Molti ormai conoscono il calendario a nove bracci ebraico che, in prossimità del Natale cristiano, gli ebrei accendono per la festa di Chanukkah. Scopriamo il significato di questa usanza.
Nel mese di dicembre, con il quale si conclude l’anno solare, proprio in prossimità delle feste natalizie è possibile notare nelle piazze delle città ove è presente la comunità ebraica un candelabro a nove braccia – che ricorda come foggia la menorah, quello più noto a sette – del quale ogni sera si accende progressivamente una luce, spesso invitando autorità pubbliche e coinvolgendo i passanti in simpatiche feste di piazza.

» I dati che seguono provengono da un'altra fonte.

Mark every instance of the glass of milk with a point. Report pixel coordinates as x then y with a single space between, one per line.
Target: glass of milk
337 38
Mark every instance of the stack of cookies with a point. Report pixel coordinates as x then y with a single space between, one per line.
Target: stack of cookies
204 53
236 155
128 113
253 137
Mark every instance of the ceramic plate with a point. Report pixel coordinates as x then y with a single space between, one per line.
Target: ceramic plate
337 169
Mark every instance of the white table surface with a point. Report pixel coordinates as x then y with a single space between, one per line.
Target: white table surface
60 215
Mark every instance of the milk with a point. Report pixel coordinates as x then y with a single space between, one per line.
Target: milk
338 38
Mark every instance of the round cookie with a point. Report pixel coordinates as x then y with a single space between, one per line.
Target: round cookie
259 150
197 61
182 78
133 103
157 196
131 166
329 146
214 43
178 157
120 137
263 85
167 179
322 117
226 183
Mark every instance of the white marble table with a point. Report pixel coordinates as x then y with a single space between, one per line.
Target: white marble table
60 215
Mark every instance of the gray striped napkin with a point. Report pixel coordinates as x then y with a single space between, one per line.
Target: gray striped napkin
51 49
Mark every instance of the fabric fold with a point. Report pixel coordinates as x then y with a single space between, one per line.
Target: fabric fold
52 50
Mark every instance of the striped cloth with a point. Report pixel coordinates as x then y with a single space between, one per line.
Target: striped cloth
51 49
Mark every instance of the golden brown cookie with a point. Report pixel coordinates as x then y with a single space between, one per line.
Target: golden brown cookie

Si tratta della festa di Chanukkah, che dura otto giorni, e che ricorda la riconsacrazione del Tempio di Gerusalemme dopo la rivolta dei fratelli Maccabei nei confronti delle imposizioni di Antioco IV Epifane che – oltre a vietare lo studio dello Scritture – voleva costringere gli ebrei al culto di Zeus. Durante questi giorni di festa, nelle famiglie ebraiche si usa giocare assieme ai bambini con una trottola, sulla quale compaiono quattro lettere che rimandano alla seguente affermazione: «Un grande miracolo è avvenuto là», cioè a Gerusalemme, dove il Santuario era stato profanato e non c’era più olio sacro sufficiente per riaccendere la menorah, ma la tradizione insegna che con il poco recuperato la medesima è rimasta miracolosamente accesa per otto giorni, il tempo sufficiente affinché i sacerdoti potessero prepararne del nuovo. Un canto tradizionale noto e ancora oggi in uso ricorda: «I greci si riunirono contro di me ai tempi degli Asmonei, smantellarono le mura delle mie torri e contaminarono tutti gli olii. Dall’avanzo di ampolle ne avvenne un miracolo… ed i saggi fissarono otto giorni di inni e lodi».

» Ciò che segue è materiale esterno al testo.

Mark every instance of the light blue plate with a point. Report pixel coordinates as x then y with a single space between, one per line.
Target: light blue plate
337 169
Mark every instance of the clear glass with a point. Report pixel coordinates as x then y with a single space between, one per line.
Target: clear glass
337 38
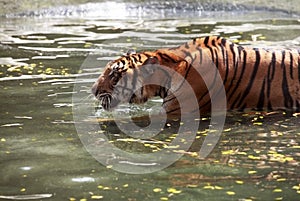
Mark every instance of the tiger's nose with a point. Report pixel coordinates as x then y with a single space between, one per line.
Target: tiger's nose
95 90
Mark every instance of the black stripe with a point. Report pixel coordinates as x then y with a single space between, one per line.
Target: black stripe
217 59
134 58
238 59
291 66
223 41
261 99
186 45
239 79
270 77
167 57
213 42
299 68
173 110
252 78
206 40
134 79
194 41
200 54
288 101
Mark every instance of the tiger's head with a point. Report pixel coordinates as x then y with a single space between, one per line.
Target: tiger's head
130 78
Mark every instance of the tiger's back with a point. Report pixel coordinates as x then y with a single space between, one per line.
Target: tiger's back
253 78
256 79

C’è anche un altro aspetto gioioso legato al cibo, che nell’ebraismo fa sempre parte degli elementi religiosi di ogni festa, e sono le frittelle (dolci o salate) cotte nell’olio – che rimanda al miracolo – e che vengono preparate e consumate insieme per rivivere la felicità di una libertà riconquistata. Tutte le feste, e in particolare quelle di libertà, vanno infatti condivise e, nei limiti del possibile, partecipate anche a chi appartiene a tradizioni religiose diverse, in quanto si fa memoria di valori che riguardano il bene dell’umanità. Per questo le luci dei candelabri della festa devono sempre essere ben visibili, sia come segno di testimonianza che di richiamo alla convivialità dei festeggiamenti, che possono diventare un significativo spazio di dialogo interculturale e interreligioso.
A tale proposito vale la pena ricordare che gli eventi storici a cui è legata questa festa ebraica post-biblica sono attestati nei libri dei Maccabei, che tuttavia non figurano nel canone biblico ebraico in quanto la tradizione – per varie ragioni – ha ritenuto di doverli escludere. Gli stessi sono invece stati riconosciuti dai cristiani come canonici o deuterocanonici. Gli ebrei celebrano pertanto un miracolo legato ad un momento della loro storia custodito dai loro «fratelli» cristiani. Curioso? Forse… ma se Antioco IV, un secolo e mezzo prima della nascita di Gesù, fosse riuscito ad imporre il culto di Zeus mettendo a rischio l’esistenza dell’ebraismo come sarebbe stato il corso della storia? Non possiamo saperlo… possiamo però riconoscere che i Maccabei, con la loro vittoria, hanno garantito il futuro del popolo al quale Gesù di Nazaret appartiene.